Vaskar Nandy was a lover and a loving person. He was always drawn to intelligent people. He could enliven a discussion with his deep knowledge in the subject and uncanny humour and witticism. To be in his company you needed some learning and intelligence. Thinking about him now I remember a trivial incident which etched in my memory. Perhaps, the location was Moinaguri tea estate, a few kilometers north to Jalpaiguri. There was an important party meeting. People reached there in the evening as the meeting was to start next day morning. Next day morning, people bathed in the open with the water fetched from a stream running nearby. After his bath Vaskar Nady hanged his towel on a line in the courtyard of the house. Then came late Saurav Bora, (Student leader Saurabh Bora was shot dead by unidentified gunmen on the Dibrugarh University campus on May 25, 1986) water dripping from all over his body and reached for Vaskar Nady’s towel to dry himself. Vaskar Nady was alarmed seeing that Saurav was going to use his towel.
But then Saurav challenged him with the expression on his eyes, “So what aren’t we all comrades?” Vaskar Nady backed out. Saurav used the towel. This trivial incident bemused me a great deal. As if the confident and surer looks in Saurav’s eyes and the bewilderment in the eyes of Vaskar Nandy spoke a volume about the mental horizon of two different worlds in Indian reality!
In early 80’s I had spent couple of days with him in Delhi. Once he practically saved me by clutching me by my hair from being run over by a car while crossing a road. Because of his deep grounding in Marxism and contemporary affairs he could easily win over a large number of youths to his party in the early 1970s. I could say with confidence that there was a time when PCC CPI (M L) was the home of a group of most brilliant and sharp minds in Assam.
Perhaps it was Ram Manohar Lohia who said, “Caste is a fossilized class in Indian society.” The caste is not only a caste it is also a class. This is an important observation about the Indian society. In classical Marxist literature there is hardly anything on caste, except some stray remarks by Marx, though it dealt with nation and nationality questions in detail.
Marx’s theory of Asiatic mode of production was critiqued by the Marxist scholars such as Irfan Habib and others. But any attempt to understand Indian society past and present will be futile without trying to understand the caste system.
Here we can also refer to an observation made by E M S Namboodiripad, “An important development of the first half of the 1930s which influenced me was the rise of a particularly radical socio-political movement initiated by some leaders of the oppressed Ezhava caste. The late C Kesavan of Travancore unleashed a movement which tried to integrate the aspirations of the democratic people of Travancore for responsible government with those of the oppressed castes and religious minorities for social justice in the then upper caste dominated autocratic regime of the state.”

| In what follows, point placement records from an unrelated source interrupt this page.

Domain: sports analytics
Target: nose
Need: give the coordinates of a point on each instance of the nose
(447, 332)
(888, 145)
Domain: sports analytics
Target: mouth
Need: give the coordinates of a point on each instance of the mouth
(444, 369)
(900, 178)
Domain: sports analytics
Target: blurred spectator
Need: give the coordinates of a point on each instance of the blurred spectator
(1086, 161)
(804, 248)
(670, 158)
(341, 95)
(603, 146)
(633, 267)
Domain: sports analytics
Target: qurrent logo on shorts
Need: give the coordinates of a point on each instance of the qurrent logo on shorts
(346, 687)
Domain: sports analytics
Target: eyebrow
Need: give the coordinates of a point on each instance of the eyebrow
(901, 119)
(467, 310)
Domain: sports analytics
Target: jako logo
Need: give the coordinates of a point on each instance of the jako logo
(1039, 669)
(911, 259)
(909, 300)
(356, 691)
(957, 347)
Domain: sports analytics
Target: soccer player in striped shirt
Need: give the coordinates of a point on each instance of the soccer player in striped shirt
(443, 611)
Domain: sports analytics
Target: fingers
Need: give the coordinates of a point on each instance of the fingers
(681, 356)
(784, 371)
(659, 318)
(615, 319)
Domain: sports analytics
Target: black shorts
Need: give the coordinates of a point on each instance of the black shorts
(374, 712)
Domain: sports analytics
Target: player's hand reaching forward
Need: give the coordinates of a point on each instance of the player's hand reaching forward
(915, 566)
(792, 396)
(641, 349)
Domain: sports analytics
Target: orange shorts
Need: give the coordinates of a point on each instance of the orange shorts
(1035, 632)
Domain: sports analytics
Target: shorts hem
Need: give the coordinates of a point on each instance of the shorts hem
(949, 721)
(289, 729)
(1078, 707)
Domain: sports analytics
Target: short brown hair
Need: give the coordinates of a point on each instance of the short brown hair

The majority of nationalists denounced him and his movement as ‘casteist’ and ‘communal’ and,therefor ‘anti-national’. The weekly paper edited by me then was one of the two organs of the nationalist Malayalam press( the other being the one by that patriarch of Kerala journalism, the late A. Balakrishna Pillai) which extended full support to the movement led by Kesavan.”(Once Again On Castes and Classes)
Vaskar Nandy was deeply interested in the caste class equation in Indian society. He asserted that the class exploitation is manifested in caste exploitation and people belonging to so called lower castes and ethnicities badly suffer in the hands of so called higher castes and caste Hindus. Hence caste struggle is a form of class struggle only. With this theoretical orientation, PCC (CPI-ML) formed a platform called URMCA in 1980s to unite the suffering masses belonging to deprived caste and ethnic communities in Assam.
It was successful to some extent in giving vent to the voices of these communities. But, if a caste or ethnicity based movement does not follow the democratic procedure and class line, after a time it loses its direction and turns reactionary. I think, it happened to URMCA too. No doubt Vaskar Nandy was a brilliant theoretician, but could we say the same about his praxis?